The Killing Habit Page 25
I enjoy playing rugby and watching drag racing.
Likes: Politics/current affairs. Real ale.
He logged into the site, began to poke around. A few new names and photographs; a few more piss-poor little lives to marvel at or be disgusted by for half an hour before he turned in.
Ava. 36. Designer.
Christine. 55. Company Director.
Julie. 29. Retail Executive.
Oddest thing of all, and this always amazed him, some of them weren’t even particularly awful to look at. He guessed that several of the pictures were every bit as fake as the women themselves, but even so, one or two of them were actually… all right. The way they presented themselves was borderline acceptable, but the very fact that they had to, that there was this need to exhibit themselves in a shop window…
Above all, what saddened him the most, was the fatal lack of dignity.

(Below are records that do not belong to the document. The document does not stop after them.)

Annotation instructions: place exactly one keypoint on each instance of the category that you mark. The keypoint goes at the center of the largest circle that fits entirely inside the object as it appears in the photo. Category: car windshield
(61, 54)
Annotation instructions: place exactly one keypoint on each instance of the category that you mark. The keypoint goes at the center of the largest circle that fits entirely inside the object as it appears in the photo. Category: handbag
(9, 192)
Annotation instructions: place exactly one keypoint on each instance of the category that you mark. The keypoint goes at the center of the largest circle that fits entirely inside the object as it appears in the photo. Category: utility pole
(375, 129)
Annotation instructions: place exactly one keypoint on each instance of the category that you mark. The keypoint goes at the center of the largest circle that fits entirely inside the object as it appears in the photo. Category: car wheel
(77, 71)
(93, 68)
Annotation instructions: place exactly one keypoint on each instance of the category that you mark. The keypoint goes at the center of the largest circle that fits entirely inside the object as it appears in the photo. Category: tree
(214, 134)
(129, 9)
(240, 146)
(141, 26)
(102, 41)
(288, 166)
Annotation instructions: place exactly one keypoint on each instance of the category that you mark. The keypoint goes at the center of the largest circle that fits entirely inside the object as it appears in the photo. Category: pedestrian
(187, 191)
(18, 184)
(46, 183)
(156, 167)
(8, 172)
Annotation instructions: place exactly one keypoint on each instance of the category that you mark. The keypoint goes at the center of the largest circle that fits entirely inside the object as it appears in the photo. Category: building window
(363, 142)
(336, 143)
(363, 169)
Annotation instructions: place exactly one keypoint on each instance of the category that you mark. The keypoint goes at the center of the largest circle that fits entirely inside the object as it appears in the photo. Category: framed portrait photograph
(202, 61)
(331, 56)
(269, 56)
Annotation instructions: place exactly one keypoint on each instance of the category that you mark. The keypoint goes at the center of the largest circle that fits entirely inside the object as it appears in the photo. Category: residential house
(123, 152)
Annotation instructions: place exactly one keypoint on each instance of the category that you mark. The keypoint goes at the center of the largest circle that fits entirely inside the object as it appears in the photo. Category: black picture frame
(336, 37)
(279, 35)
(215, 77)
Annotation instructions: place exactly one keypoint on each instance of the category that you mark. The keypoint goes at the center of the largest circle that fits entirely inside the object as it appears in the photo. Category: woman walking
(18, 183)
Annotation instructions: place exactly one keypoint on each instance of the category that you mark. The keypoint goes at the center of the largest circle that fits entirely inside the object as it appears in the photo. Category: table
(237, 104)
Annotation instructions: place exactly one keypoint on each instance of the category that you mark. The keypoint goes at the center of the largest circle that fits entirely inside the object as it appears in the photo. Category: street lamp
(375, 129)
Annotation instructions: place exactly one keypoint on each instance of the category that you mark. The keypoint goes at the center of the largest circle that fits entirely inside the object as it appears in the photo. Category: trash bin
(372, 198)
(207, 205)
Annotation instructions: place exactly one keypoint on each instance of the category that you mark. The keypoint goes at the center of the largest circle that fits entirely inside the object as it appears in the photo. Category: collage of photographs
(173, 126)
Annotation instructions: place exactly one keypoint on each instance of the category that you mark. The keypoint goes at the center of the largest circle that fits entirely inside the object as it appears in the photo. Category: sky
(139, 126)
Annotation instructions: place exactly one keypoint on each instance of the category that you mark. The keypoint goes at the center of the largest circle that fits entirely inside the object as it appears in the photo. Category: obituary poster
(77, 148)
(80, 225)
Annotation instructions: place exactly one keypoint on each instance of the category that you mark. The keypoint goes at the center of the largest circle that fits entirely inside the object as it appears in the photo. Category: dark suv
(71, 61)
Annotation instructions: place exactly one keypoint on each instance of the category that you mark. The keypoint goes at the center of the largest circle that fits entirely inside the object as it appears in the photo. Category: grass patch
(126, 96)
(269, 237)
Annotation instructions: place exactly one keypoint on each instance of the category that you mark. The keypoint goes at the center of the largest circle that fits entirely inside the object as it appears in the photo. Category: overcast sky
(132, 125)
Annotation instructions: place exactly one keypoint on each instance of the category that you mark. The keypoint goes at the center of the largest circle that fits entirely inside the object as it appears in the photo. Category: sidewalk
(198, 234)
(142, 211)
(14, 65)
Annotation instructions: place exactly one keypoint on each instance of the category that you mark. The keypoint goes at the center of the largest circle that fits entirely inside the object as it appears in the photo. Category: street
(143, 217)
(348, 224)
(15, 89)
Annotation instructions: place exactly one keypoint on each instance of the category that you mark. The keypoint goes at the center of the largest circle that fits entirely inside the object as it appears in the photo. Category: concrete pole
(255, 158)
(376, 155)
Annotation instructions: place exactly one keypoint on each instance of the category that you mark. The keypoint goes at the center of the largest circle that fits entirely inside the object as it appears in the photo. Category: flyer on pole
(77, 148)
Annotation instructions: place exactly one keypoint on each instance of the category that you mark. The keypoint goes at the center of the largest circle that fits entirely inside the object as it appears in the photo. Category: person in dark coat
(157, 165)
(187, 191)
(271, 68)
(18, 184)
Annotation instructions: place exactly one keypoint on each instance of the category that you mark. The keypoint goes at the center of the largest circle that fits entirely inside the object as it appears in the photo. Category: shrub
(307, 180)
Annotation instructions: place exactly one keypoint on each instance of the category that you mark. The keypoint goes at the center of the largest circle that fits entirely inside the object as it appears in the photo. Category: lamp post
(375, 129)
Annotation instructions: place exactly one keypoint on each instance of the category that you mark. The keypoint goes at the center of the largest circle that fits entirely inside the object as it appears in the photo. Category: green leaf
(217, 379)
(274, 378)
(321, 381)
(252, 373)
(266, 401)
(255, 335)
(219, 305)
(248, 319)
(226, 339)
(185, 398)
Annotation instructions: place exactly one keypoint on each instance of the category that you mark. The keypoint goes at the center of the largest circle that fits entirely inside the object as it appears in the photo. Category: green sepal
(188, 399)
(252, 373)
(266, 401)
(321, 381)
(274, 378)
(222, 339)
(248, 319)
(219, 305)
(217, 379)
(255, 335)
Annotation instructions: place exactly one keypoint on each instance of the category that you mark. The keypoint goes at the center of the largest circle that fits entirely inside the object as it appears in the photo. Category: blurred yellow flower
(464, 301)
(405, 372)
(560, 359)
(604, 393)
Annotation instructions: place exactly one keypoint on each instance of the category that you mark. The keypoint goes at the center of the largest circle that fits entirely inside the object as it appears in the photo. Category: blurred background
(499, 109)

And he was the one that was supposed to have some sort of twisted hunger.
He scrolled and selected, he downloaded and printed out. It was as much about killing time as anything, because he wasn’t actually on the lookout, not just yet. Of course, there was always the possibility that he would see something that was simply too perfect to pass by, like an immaculately tailored jacket or a beautiful watch or whatever, that he’d spot somewhere and be unable to resist.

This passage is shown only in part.